こちらはロシア兵によって350人以上が監禁されていた小学校です。

壁には日付を把握するためのカレンダーや子どもが描いた絵、さらに亡くなった人の名前などが書かれています。

私は精巧に再現されたVR空間に引き込まれ、“すぐそこにあった暮らしが破壊された”ということを全身で感じたような感覚に陥りました。

ゴーグルを外しても、しばらく違和感が残り、不思議な感覚が続きました。

VRコンテンツを企画・開発した渡邉英徳教授は人工衛星から撮影したウクライナの画像や現地のクリエイターなどが制作しネット上に公開している3Dモデルを入手し、デジタル地球儀プラットフォーム「Cesium」にマッピングして公開しています。
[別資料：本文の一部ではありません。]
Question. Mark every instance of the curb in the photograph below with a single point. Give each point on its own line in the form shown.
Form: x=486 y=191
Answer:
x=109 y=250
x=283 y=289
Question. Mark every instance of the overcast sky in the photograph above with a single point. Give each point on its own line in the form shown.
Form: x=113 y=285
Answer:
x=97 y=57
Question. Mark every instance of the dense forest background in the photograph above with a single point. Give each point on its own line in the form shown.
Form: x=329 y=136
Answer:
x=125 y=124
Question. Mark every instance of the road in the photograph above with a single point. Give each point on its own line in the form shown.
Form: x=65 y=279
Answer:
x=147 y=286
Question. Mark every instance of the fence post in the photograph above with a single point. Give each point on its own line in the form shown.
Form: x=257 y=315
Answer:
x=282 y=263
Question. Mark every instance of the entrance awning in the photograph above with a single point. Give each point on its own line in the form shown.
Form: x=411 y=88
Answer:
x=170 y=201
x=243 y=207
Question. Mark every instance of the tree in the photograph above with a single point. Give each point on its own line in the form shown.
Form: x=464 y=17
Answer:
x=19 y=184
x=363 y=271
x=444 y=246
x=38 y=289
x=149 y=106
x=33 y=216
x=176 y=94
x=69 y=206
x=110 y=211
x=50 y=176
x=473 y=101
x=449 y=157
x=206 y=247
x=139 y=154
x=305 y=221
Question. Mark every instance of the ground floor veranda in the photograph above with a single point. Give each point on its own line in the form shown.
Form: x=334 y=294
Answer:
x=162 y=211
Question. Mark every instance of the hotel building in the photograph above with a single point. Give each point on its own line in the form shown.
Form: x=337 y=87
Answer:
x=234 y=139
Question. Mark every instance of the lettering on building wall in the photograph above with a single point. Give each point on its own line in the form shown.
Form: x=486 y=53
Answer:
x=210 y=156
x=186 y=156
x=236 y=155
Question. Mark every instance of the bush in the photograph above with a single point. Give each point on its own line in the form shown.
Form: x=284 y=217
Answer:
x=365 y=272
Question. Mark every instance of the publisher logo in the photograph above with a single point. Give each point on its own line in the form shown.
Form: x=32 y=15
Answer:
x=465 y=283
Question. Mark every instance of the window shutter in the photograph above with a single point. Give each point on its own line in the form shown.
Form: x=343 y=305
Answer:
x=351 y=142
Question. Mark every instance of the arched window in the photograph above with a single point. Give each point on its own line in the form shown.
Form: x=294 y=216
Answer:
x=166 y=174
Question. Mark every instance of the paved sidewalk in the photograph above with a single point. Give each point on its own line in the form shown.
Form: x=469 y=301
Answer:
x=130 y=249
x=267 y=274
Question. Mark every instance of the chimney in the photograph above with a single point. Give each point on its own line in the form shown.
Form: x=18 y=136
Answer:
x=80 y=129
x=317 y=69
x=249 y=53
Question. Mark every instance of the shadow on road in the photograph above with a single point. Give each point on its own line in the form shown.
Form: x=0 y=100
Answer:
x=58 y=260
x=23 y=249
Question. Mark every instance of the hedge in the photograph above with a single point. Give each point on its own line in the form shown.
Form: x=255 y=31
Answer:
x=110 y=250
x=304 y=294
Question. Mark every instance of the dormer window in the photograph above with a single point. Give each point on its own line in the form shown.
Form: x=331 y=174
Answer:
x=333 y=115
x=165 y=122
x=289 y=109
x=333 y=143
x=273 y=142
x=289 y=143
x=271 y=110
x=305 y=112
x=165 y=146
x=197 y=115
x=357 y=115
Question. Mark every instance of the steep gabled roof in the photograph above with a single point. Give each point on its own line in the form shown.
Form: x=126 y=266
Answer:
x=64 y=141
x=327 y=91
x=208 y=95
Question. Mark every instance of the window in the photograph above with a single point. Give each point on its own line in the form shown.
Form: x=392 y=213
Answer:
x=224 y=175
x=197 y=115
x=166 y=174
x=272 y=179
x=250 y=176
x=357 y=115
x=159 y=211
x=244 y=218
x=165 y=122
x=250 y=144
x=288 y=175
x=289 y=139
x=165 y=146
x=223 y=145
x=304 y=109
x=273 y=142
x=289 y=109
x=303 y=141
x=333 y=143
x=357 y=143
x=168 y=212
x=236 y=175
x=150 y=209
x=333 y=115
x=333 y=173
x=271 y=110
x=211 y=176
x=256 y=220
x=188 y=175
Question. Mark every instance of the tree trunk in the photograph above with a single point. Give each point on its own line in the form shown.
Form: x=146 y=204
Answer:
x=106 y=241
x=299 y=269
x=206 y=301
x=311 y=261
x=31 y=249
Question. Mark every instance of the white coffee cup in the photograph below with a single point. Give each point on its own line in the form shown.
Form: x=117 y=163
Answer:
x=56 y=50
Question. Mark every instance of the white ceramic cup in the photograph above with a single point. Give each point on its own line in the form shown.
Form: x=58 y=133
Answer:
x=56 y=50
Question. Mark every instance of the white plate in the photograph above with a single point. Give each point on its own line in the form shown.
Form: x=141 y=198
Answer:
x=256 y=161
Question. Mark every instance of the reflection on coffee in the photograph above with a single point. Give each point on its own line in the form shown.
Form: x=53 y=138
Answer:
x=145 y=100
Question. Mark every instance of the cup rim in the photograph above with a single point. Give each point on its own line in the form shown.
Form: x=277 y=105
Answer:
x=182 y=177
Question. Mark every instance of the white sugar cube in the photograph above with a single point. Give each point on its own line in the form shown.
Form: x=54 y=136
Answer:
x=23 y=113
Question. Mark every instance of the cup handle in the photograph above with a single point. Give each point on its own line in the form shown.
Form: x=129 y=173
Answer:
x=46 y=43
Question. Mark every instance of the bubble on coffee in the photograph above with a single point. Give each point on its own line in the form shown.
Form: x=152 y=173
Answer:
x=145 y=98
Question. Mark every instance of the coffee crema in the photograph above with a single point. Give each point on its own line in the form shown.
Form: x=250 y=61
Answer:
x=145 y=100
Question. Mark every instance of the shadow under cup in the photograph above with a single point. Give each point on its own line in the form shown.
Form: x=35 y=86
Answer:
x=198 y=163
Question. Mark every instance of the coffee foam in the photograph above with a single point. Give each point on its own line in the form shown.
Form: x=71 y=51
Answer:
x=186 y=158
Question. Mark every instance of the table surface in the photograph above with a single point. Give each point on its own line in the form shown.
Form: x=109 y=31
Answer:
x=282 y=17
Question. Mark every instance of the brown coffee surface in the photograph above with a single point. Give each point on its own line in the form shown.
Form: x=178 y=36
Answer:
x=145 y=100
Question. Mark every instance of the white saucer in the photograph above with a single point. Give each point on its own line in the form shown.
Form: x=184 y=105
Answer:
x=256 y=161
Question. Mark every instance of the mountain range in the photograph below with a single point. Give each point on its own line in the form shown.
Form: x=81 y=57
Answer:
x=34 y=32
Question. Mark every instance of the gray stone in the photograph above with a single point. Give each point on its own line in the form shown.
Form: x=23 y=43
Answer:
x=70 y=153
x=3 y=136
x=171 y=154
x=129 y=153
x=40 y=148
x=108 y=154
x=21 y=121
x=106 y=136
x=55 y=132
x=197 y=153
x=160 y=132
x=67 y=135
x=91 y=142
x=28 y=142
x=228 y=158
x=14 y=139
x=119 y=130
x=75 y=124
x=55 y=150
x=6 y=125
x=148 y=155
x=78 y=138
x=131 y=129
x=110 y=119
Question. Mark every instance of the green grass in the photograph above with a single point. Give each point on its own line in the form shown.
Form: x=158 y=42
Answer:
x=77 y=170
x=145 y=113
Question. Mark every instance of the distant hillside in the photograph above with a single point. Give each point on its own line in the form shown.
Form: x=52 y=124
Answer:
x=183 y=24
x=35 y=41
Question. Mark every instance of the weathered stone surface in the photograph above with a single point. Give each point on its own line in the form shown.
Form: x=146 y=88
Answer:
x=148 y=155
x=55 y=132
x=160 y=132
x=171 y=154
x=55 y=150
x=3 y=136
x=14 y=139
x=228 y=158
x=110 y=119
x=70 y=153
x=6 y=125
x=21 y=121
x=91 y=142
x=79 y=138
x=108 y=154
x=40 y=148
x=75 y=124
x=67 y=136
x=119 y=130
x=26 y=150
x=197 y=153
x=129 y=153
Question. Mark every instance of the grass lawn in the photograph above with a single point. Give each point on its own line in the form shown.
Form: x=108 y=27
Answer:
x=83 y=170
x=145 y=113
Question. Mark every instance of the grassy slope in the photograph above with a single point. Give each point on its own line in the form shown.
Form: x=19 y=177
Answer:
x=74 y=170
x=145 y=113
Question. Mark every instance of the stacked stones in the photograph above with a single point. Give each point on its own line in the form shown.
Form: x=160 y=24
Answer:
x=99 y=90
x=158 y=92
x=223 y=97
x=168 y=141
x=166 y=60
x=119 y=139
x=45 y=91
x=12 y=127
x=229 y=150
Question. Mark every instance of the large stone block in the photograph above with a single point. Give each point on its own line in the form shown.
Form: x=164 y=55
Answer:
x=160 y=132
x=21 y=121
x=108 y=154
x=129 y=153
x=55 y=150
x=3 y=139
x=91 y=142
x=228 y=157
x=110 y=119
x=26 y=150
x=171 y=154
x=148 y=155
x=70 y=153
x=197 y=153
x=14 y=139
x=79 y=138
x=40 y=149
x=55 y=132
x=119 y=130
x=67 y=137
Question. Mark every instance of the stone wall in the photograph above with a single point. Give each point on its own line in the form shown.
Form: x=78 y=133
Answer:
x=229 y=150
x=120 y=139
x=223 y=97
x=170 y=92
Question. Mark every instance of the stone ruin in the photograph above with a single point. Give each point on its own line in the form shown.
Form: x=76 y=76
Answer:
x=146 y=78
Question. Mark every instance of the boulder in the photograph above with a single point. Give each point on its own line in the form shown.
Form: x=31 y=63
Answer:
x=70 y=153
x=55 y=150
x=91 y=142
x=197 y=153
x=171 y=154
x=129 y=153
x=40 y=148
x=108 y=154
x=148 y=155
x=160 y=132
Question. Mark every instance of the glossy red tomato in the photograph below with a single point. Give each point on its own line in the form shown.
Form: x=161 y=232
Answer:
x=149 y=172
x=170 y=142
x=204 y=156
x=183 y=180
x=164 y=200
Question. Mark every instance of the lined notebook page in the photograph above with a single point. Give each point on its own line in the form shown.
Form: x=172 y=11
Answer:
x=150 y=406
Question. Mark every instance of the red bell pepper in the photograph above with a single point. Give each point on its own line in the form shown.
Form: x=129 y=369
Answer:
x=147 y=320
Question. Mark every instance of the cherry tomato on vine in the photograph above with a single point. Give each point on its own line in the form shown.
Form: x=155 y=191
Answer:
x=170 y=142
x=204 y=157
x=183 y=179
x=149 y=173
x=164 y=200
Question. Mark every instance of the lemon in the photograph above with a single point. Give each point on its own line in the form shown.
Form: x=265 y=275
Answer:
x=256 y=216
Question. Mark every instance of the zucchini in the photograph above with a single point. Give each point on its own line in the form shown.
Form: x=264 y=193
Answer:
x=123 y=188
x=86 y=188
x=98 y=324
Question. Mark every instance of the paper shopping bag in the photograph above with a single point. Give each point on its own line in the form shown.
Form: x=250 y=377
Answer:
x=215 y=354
そして、ことし8月には私が体験したウクライナで被害を受けた建物などの3Dモデルが見られるVRコンテンツを完成させました。

東京大学大学院 渡邉英徳教授
「『われわれが生きている日本の普通の街と同じような街がウクライナでは破壊されて、生活の場が奪われた』というような感覚を3Dのデータであればよりビビッドに伝えられる。一人でも多く『生活の場が奪われるような戦争は嫌だ』という直感的な感覚を持つ人が増えることはとてもいいことなのではないかと思います」

渡邉さんに3Dモデルを提供したのはウクライナ現地のクリエイター、キーウ在住のヤロスラフ・ハライチクさんです。小学校の3Dモデルなどを撮影しました。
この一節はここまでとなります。